Eder (’00 Ph.D. Hist.) teaches at the University of Alaska, Anchorage. A Dakota Sioux who grew up on the Fort Peck Indian Reservation in northeast Montana, she researches the lives of historic Native American women and portrays them in Chautauqua-style performances.

Playing the most famous woman of the 1800s has its challenges, says Eder. “People tend to get lost in the character and then feel that the character speaks for all Indians.” She often gets questions from the audience that don’t even pertain to Sacagawea or the Lewis and Clark Expedition-questions like, “Why do Indians have such high rates of alcoholism?” and “How come Indians don’t pay taxes?”

Even so, she enjoys stepping into the character of a strong and independent woman. Sacagawea-alternatively spelled Sacajawea-was a Shoshone who grew up in the matrilineal culture of the Hidatsa. Women in this community had the power, says Eder. Sacagawea couldn’t have helped but be influenced by that.

Eder’s portrayals of Sacagawea throughout Washington, Oregon, and Idaho were organized in collaboration with the Washington State University history department to fill a gap in events organized to commemorate the expedition. “There’s a ton of material on Lewis and Clark. No shortage,” says WSU history professor Sue Armitage. “Where there is a shortage is in material on how the Indians felt.

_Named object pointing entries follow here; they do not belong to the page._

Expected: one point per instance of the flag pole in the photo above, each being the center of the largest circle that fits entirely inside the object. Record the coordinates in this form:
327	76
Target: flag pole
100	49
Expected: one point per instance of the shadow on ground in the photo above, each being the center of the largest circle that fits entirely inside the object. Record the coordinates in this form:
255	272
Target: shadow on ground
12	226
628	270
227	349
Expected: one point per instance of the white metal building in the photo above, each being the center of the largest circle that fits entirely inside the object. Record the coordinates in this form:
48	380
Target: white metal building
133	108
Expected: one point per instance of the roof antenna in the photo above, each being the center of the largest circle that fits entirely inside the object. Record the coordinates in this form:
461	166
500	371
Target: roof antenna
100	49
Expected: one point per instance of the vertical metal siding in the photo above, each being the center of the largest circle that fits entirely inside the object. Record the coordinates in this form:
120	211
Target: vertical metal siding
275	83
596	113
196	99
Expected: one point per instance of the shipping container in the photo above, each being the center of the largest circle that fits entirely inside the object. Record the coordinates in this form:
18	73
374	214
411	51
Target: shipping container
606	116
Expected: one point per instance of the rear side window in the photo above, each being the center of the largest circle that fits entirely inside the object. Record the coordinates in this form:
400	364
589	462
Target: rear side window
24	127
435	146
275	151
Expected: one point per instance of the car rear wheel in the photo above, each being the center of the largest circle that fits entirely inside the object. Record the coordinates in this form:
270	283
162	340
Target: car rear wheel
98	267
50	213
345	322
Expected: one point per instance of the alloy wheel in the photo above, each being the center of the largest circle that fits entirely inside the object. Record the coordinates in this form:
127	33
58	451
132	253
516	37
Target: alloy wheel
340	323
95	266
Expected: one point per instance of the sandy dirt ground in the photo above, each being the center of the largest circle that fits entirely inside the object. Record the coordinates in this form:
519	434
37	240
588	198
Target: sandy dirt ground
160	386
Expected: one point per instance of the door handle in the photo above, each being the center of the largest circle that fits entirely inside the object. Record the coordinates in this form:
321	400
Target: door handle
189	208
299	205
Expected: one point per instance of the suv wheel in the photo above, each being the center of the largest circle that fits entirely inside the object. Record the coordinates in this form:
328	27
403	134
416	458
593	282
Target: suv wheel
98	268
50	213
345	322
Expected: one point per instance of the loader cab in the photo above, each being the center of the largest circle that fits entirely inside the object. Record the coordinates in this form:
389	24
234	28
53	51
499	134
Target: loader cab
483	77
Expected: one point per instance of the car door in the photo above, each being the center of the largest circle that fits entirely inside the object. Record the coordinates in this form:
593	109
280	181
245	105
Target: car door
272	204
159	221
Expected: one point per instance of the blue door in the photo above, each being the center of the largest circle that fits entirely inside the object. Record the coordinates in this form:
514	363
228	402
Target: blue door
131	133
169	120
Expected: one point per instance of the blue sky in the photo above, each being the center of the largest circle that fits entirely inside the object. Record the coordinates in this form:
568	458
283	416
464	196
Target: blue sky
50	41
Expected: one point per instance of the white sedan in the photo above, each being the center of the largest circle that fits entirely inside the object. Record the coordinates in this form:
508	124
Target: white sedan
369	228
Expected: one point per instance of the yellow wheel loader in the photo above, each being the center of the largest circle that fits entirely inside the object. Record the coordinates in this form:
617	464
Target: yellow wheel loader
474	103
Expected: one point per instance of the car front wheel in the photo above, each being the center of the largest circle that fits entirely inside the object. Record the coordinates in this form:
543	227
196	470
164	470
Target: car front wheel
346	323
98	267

“The way in which you present the Indian side of the story is not to lecture at white people, but to make them feel they are a part of the Indian world,” says Armitage. Eder does just that. “And her Sacagawea is not a 15-year-old girl. She is a mature woman looking back with some humor.”

Though some history books have Sacagawea dying at an early age, others claim that she went on to live many more years with the Shoshone in Wyoming.

For her portrayal, Eder taps into the oral histories of Indians who claimed they or their family members encountered Sacagawea long after the history books have her dying. For Eder’s Sacagawea, the expedition was just one of many life experiences.